Merchandise and service exports offer India significant investment potential and scope to raise their share in gross domestic product (GDP), driven by trade deals as well as artificial intelligence (AI)-led productivity gains in the service sector, Ohnsorge said at a select press interaction on Saturday on the sidelines of the Kautilya Economic Conclave 2025 organized by the Union finance ministry.
Sustained growth at a respectable rate, as India has managed in the past 25 years, can take the country far over a period of time and pull many people out of poverty, she said.
"That is, a consistent 6-7.5% growth annually for years on end without any major crisis. That is a significant achievement, one that India has actually achieved since year 2000. And you can lift a lot of people out of poverty.” “You can go a long way and attain substantial progress by just growing at a respectable rate for two decades. Transitioning then to a higher growth trajectory is a different matter,” Ohnsorge said, indicating the role that favourable global conditions and an element of luck can play on growth trends.
India's economy grew by 6.5% in fiscal year 2025 (FY25), and expanded at 7.8% in the April-June period of the ongoing fiscal year.
In response to a question about the tariff barriers faced by domestic exporters in India's largest export market, the US, she said that trade deals enhance market access.
“That (the US) is one market. But look at the negotiations that have been ongoing on with the EU (European Union). And look at what just happened with the UK trade agreement. That is perhaps the most ambitious trade agreement in a decade. It went well beyond tariffs and covers services exports and has labour mobility provisions. So, the world is big. There is the EU, there is Australia, there is Canada,” said Ohnsorge.
“Even if one trading partner is becoming less accessible, others may become more accessible with these trade agreements.”
Highlighting the potential for scaling up India’s exports, Ohnsorge said that India’s service exports is a success story, but merchandise exports are underperforming. If India addresses relatively high import tariffs on intermediate goods and builds that into trade deals, domestic manufacturing sector will also get a big boost, she said.
In agriculture, one could think of replacing intermediate goods with labour, but that is not possible in manufacturing, said Ohnsorge.
Manufacturing is really hurt by tariffs on intermediate imports, said Ohnsorge.
“If those can be lowered and ideally, embedded in a broader trade agreement that goes well beyond tariffs, you could get a real manufacturing renaissance in India," Ohnsorge said, adding that exports account for a high share in the GDP in the case of Mexico and Vietnam, indicating their high market access.
“For India it is 12% of GDP, as per 2023 data,” Ohnsorge said, referring to the period before India’s deal with the UK.
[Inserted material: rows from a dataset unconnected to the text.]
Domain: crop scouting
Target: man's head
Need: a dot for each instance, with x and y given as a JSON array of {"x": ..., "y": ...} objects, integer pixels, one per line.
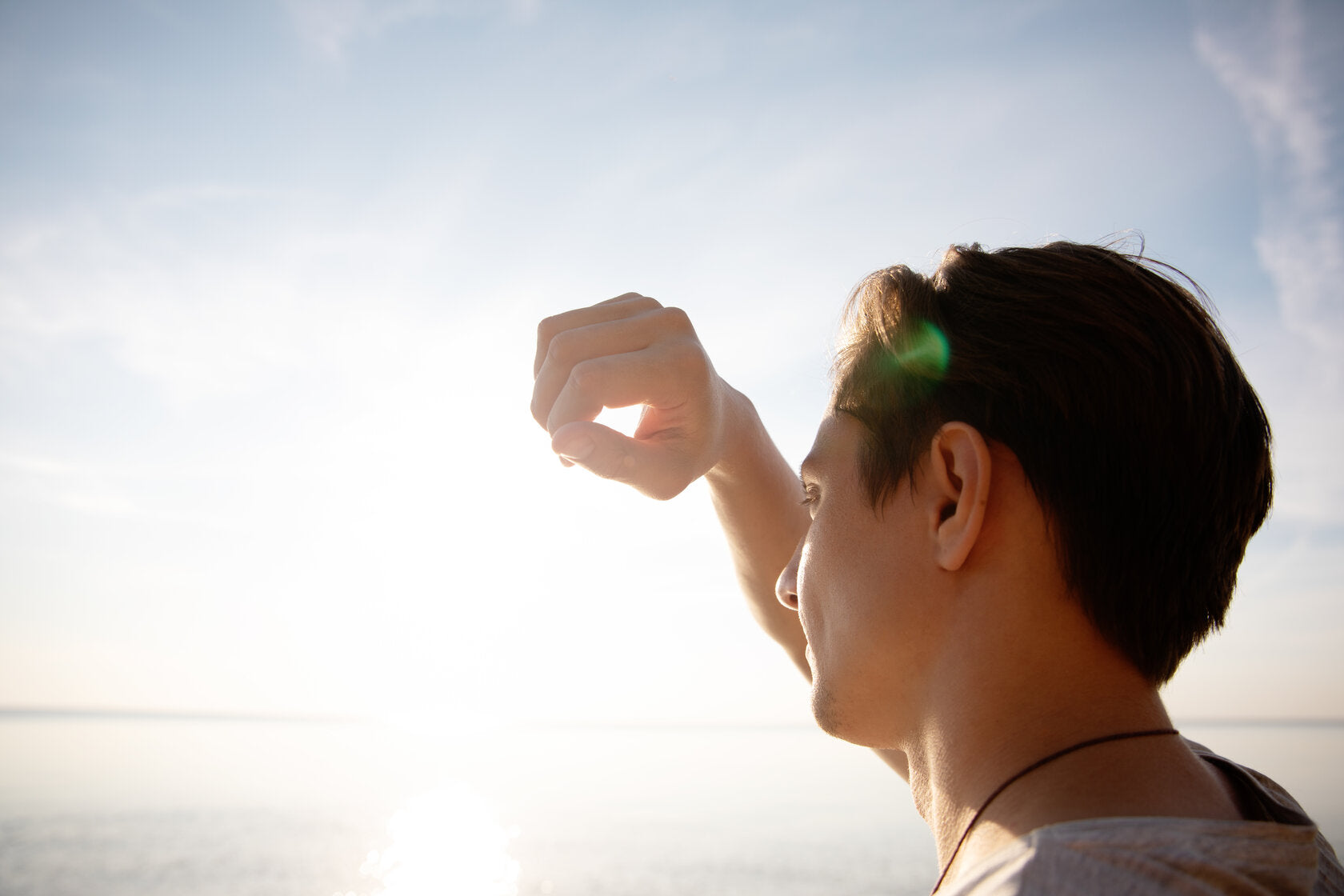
[{"x": 1110, "y": 383}]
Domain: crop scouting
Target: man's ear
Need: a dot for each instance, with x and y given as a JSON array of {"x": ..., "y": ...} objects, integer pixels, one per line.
[{"x": 958, "y": 481}]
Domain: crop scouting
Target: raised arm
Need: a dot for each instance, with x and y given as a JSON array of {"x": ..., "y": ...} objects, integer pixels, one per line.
[{"x": 632, "y": 351}]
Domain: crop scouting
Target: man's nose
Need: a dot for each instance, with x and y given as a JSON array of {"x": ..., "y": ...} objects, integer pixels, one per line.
[{"x": 786, "y": 586}]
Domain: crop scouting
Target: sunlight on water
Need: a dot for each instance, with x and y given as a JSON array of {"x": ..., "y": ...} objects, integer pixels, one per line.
[{"x": 445, "y": 842}]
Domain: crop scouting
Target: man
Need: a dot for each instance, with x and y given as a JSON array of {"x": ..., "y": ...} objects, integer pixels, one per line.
[{"x": 1025, "y": 506}]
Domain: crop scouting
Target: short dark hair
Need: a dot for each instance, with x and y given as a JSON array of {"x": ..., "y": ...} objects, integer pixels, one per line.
[{"x": 1112, "y": 385}]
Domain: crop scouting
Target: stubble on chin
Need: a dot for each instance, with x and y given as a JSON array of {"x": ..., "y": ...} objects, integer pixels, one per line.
[{"x": 826, "y": 710}]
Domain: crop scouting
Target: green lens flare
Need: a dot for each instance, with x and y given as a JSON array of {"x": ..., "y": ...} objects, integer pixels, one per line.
[{"x": 925, "y": 355}]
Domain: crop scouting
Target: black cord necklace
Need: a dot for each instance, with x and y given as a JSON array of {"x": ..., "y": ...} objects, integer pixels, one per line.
[{"x": 1033, "y": 767}]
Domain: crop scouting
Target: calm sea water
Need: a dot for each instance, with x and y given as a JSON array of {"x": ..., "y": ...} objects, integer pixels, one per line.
[{"x": 163, "y": 806}]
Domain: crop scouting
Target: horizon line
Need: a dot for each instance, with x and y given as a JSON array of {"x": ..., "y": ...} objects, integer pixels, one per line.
[{"x": 142, "y": 714}]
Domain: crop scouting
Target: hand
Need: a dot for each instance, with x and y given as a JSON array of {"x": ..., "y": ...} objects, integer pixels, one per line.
[{"x": 622, "y": 352}]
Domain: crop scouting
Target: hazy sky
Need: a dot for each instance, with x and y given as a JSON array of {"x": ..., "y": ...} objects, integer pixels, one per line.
[{"x": 270, "y": 273}]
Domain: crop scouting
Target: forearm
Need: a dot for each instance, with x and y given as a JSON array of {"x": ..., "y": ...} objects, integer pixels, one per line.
[{"x": 758, "y": 500}]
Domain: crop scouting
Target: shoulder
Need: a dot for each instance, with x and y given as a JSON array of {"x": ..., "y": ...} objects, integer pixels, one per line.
[{"x": 1278, "y": 850}]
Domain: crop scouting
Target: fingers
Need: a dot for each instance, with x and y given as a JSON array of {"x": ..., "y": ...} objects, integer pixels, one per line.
[
  {"x": 612, "y": 310},
  {"x": 648, "y": 466},
  {"x": 613, "y": 363}
]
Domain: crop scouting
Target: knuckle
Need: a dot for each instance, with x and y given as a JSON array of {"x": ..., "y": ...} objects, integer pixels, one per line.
[
  {"x": 586, "y": 375},
  {"x": 561, "y": 348},
  {"x": 676, "y": 318}
]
Including the gains from India’s trade deal signed with the UK in July, and likely deals with Australia, the EU, Canada, and possibly the US, India’s export share could surge to as high as 50% of GDP, she said.
“This is what could truly trigger a renaissance in manufacturing,” she added.
India is currently negotiating with Australia a full-scale comprehensive economic cooperation agreement and is in talks with the EU, Peru, Chile, Oman, Qatar, New Zealand and the US for trade deals.
In case of Canada, the Indian government has announced setting up a high-level officials' team to start the negotiations.